Barron’s reported that S&P Global is downsizing the technology sector by moving some companies to other industries, so it wouldn’t be surprising if technology stocks see volatility ensuing.
Technology stocks have outperformed for years, giving Big Tech a huge share of the S&P 500’s total value, so the index will be rebalanced.
Since the beginning of March 2009, the Technology Select Sector SPDR ETF (XLK-US) has risen nearly eight times, well above the S&P 500’s gain of a little more than three times, bringing the total market capitalization of the technology sector to about $9.5 trillion, or about The broad index rose nearly 29 percent, making technology the biggest sector by far.
This is about to change. The rebalancing of the S&P 500 index will take effect next Monday (20th), and some technology stocks will enter the financial and industrial fields, so that the index can still reflect the broad economy of the United States, rather than a tool that mainly reflects the state of the US technology industry.
Roughly $1.15 trillion worth of technology stocks are shifting toward financials and industrials, mostly toward the former, with Visa (V-US), Mastercard (MA-US), PayPal (PYPL-US) and Fiserv (FISV-US) set to into the financial sector, while Paychex (PAYX-US) into the industrial sector.
According to Goldman Sachs, that means tech stocks will account for slightly less than a quarter of the index’s overall market capitalization, with financials rising to 14% from 12% previously.
Investors should expect short-term volatility in these stocks. Goldman Sachs strategists wrote that mutual funds may make some trades to overweight financials and underweight technology stocks before rebalancing.
Technology stocks have been under some pressure on Friday (17th), and most of them underperformed the 0.4% gain of the S&P 500 Technology ETF. Visa, PayPal, Fiserv and Paychex all closed lower.
Regardless of the optimism for tech stocks on Friday, they could still end up dragging those stocks higher, but most should underperform the sector as sell-offs from index rebalancing offset fundamental-driven buying.
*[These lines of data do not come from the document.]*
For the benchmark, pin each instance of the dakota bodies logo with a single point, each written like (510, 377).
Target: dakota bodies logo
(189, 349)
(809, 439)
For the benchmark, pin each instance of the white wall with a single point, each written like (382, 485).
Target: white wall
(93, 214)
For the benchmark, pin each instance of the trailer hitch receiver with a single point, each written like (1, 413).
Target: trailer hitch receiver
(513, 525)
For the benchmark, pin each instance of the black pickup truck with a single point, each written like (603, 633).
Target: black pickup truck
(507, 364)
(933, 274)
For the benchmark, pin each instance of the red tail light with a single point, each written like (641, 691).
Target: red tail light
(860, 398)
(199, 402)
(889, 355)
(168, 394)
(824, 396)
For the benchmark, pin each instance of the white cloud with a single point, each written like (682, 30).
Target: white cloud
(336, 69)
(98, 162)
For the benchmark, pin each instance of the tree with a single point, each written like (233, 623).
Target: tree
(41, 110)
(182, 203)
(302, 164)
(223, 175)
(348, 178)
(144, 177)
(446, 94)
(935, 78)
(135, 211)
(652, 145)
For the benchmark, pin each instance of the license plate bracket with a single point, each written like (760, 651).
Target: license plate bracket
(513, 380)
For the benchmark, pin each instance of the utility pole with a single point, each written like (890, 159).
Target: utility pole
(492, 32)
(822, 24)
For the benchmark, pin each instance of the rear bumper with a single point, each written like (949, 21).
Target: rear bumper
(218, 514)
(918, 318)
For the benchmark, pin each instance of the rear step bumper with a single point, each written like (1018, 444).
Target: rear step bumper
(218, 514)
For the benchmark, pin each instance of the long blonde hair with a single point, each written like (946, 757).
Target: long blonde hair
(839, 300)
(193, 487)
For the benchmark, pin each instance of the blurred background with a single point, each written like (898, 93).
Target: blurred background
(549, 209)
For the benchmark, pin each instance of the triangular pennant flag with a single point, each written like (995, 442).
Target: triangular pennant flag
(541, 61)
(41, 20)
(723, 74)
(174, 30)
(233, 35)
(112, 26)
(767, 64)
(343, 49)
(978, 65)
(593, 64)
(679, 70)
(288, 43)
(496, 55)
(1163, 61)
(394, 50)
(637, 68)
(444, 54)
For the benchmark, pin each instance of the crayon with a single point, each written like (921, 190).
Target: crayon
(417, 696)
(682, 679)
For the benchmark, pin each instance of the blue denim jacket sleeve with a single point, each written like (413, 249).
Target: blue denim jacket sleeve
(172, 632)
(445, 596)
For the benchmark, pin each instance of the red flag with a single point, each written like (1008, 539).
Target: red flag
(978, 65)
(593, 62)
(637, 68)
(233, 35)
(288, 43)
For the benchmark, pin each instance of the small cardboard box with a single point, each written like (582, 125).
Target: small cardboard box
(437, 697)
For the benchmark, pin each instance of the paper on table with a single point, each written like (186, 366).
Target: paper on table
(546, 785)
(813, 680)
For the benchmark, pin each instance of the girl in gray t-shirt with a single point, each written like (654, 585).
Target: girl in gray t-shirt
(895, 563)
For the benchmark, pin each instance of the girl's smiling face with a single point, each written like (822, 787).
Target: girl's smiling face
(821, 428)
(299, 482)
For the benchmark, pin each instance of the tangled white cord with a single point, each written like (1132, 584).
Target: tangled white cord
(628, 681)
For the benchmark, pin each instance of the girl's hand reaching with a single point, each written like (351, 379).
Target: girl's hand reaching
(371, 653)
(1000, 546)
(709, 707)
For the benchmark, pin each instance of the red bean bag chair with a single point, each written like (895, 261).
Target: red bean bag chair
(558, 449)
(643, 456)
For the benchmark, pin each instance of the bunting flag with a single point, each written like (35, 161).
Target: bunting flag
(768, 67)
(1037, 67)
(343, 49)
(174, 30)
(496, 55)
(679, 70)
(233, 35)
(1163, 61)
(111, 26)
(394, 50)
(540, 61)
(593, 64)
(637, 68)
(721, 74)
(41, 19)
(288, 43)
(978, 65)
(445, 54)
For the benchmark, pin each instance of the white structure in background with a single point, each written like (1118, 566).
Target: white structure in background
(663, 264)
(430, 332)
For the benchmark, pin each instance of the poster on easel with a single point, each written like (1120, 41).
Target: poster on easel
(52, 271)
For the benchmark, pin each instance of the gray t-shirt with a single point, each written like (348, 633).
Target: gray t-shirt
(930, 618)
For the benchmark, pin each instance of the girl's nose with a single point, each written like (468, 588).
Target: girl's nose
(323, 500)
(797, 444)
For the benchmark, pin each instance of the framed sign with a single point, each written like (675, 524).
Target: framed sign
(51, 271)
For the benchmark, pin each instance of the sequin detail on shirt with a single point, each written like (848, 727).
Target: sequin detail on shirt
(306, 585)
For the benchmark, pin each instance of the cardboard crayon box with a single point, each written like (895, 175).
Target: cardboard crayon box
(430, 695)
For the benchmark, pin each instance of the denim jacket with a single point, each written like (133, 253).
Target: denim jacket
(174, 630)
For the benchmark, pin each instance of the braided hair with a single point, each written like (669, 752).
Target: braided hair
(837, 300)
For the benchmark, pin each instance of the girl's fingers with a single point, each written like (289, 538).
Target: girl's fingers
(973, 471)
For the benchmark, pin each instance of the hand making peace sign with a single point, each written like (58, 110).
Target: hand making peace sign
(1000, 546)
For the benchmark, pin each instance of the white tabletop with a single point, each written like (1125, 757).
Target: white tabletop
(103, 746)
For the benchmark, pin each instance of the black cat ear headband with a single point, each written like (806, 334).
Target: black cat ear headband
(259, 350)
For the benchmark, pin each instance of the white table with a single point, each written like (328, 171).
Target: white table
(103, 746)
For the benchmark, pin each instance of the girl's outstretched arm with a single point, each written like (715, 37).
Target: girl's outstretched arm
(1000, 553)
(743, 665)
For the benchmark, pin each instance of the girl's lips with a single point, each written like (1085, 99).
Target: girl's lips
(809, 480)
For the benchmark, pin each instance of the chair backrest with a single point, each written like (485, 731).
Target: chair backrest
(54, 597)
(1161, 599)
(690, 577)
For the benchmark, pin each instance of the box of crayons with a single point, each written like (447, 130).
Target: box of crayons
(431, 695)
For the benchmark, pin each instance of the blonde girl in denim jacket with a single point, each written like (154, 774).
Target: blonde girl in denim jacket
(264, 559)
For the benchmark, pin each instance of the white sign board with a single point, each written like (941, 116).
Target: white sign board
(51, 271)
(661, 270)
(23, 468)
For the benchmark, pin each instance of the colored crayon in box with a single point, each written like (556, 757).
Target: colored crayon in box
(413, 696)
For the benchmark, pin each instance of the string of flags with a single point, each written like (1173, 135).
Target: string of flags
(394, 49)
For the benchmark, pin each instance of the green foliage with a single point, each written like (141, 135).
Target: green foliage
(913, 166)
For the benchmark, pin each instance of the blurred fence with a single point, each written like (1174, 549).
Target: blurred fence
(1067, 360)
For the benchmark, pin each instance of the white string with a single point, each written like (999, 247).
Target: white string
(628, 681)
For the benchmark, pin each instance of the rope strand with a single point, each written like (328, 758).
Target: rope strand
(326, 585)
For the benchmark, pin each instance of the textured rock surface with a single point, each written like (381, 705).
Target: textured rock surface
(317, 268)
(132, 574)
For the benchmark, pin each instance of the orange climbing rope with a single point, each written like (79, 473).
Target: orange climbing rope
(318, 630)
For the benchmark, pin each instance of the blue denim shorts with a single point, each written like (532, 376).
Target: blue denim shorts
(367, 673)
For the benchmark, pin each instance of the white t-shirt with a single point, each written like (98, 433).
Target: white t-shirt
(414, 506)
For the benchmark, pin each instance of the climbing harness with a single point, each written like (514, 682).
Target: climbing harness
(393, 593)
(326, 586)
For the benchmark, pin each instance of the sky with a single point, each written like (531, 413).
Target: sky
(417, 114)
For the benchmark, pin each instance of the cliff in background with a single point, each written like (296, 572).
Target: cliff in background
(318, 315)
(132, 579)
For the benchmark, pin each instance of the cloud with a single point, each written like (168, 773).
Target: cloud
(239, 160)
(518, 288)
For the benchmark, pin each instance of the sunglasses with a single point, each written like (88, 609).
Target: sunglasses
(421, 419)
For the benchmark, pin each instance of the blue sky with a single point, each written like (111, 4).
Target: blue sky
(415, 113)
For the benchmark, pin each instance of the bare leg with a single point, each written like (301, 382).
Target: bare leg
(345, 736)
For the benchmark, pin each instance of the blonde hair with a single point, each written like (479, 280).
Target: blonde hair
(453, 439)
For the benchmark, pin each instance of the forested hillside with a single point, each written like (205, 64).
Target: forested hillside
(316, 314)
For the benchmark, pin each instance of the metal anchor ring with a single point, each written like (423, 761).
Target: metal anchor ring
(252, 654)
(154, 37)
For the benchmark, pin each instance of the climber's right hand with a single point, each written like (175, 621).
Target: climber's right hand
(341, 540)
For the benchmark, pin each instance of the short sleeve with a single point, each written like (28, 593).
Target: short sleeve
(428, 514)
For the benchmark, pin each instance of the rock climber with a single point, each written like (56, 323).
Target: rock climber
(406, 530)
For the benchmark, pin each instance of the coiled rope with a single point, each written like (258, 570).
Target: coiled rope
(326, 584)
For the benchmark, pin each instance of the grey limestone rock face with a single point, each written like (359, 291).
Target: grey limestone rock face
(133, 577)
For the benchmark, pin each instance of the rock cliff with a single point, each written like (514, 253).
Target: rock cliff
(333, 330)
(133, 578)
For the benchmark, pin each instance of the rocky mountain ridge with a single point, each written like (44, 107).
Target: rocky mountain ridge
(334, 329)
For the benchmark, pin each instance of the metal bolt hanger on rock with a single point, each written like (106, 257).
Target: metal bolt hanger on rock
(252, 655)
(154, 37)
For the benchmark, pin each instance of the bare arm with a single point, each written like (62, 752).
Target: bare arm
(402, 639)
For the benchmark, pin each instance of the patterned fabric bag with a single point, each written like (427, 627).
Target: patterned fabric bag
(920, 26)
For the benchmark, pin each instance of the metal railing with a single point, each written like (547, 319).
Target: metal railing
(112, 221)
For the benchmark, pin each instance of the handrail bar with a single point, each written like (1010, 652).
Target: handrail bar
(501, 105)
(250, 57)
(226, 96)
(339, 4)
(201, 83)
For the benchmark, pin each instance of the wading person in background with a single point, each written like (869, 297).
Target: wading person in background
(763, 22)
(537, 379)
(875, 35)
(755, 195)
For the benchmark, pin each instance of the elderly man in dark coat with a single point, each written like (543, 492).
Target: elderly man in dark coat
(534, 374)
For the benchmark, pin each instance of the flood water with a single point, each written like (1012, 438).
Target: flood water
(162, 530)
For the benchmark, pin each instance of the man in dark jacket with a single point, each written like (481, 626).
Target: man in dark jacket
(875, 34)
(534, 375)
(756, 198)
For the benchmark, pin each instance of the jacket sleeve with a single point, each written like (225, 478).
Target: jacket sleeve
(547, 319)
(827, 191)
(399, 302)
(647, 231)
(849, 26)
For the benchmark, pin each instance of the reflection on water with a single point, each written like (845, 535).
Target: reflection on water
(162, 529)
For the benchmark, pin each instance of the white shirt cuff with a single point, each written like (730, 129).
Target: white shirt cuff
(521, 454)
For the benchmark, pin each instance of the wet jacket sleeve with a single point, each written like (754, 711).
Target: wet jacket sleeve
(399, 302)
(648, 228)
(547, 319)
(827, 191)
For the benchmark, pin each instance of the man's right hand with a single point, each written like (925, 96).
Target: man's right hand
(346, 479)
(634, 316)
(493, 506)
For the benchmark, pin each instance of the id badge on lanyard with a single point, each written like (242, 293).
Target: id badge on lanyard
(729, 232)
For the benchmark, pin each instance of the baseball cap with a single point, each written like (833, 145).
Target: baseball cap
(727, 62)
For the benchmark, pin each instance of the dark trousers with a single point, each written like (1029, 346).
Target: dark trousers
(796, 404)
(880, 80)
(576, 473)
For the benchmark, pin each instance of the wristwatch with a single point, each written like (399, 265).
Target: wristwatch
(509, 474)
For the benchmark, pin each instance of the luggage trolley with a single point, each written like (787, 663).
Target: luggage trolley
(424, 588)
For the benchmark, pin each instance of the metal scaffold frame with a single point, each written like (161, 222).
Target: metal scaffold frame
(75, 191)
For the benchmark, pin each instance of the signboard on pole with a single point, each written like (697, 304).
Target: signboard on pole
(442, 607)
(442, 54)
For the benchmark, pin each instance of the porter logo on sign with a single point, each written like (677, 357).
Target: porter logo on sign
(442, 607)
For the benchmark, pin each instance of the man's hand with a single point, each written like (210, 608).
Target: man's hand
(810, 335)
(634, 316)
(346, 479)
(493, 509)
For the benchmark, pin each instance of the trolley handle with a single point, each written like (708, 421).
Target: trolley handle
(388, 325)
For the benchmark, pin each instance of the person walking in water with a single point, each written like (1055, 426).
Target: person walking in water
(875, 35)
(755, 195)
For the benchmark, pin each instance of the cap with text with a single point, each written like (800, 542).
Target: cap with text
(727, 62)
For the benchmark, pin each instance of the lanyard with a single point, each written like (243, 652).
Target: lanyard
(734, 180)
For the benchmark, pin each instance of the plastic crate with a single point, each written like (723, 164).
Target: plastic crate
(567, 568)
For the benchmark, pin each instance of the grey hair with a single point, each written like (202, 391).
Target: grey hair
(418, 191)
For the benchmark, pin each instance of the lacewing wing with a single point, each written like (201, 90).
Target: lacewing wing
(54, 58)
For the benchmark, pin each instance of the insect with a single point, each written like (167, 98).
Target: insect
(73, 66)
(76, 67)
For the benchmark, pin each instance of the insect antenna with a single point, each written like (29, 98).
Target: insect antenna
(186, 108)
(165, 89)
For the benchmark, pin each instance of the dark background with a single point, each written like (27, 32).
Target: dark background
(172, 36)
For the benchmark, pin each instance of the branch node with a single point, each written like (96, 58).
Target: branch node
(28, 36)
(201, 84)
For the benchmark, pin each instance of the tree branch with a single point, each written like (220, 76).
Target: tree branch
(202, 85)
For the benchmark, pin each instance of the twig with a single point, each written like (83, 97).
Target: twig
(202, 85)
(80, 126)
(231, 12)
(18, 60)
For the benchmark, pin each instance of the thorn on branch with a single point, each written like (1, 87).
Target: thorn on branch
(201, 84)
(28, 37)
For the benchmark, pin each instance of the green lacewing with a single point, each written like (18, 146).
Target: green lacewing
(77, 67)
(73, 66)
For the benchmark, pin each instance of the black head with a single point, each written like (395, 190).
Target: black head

There could also be more action next Monday, with ETF issuers having to rebalance to reflect industry changes, meaning financial ETFs will buy some tech stocks and sell some existing financial assets to make room, but Goldman Sachs reckons that’s a negative for stocks. The impact is not significant, and the total trading volume should be less than 1% of the current market cap.
This has happened before, with stocks typically considered tech companies listed in other industry sectors in the S&P 500, such as Netflix (NFLX-US) and Facebook predecessor Meta Platforms (META-US) in 2018 Moving to communication services, the changes have had a big impact on ETFs and other funds.
The good news for investors, however: These businesses haven’t changed, and neither has the way they are valued.